Since Valsamis described the first case of primary CNS Burkitt’s lymphoma in an infant in 1976 [33
], there have been several case reports of primary CNS Burkitt’s lymphoma [11
]. The reported data showed poor clinical outcome. In our institution, one patient was diagnosed with primary CNS Burkitt’s lymphoma at the medulla and a leptomeningeal lesion with positive tumor cells in the CSF. Although the patient received HD-MTX-based chemotherapy, the final response was poor and the patient died at 7.6 months with progressive disease. Given other reports that show a poor outcome of primary CNS Burkitt’s lymphoma, HD-MTX-based chemotherapy does not appear to have an efficacious outcome. Therefore, more effective and aggressive treatment approaches for CNS Burkitt’s lymphoma are needed. In the literature review with our data, low-grade B-cell lymphoma, such as MZBCL and LPL, showed good prognosis, whereas Burkitt’s lymphoma showed an unfavorable clinical outcome (Table ).
Reported 5-year survival rates after conventional treatment with HD-MTX, either as a single agent or in combination, followed by WBRT, is close to 40% [8
]. Although heterogeneous and small number of cases does not warrant that these disease entities has the good prognosis than DLBCL, primary CNSLs, T-cell or B-cell lymphoma, other than DLBCL showed satisfactory treatment outcome in our series except for Burkitt’s lymphoma.
In this study, we described our experiences of primary CNS lymphoma other than DLBCL and made a historical comparison with previously reported DLBCL data from our institute.
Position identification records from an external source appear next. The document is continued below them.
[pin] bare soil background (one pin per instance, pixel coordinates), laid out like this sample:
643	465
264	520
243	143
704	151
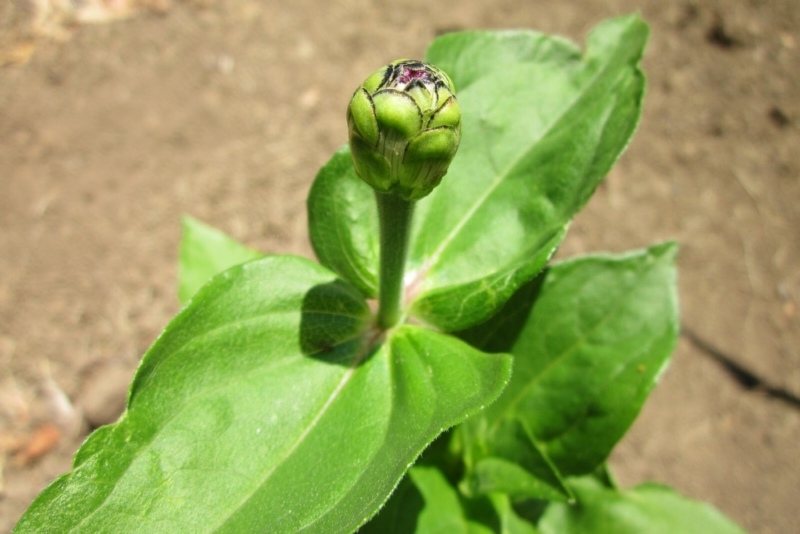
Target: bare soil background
225	110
T-cell lymphoma showed equivocal or favorable clinical outcomes, and low-grade B-cell lymphomas such as MZBCL and LPL showed a good prognosis. However, CNS Burkitt’s lymphoma is more aggressive and presents a poor clinical outcome. Further research about treatment strategies for Burkitt’s lymphoma is needed. Additional analysis with a larger study population, including patients from other institutes, should be warranted.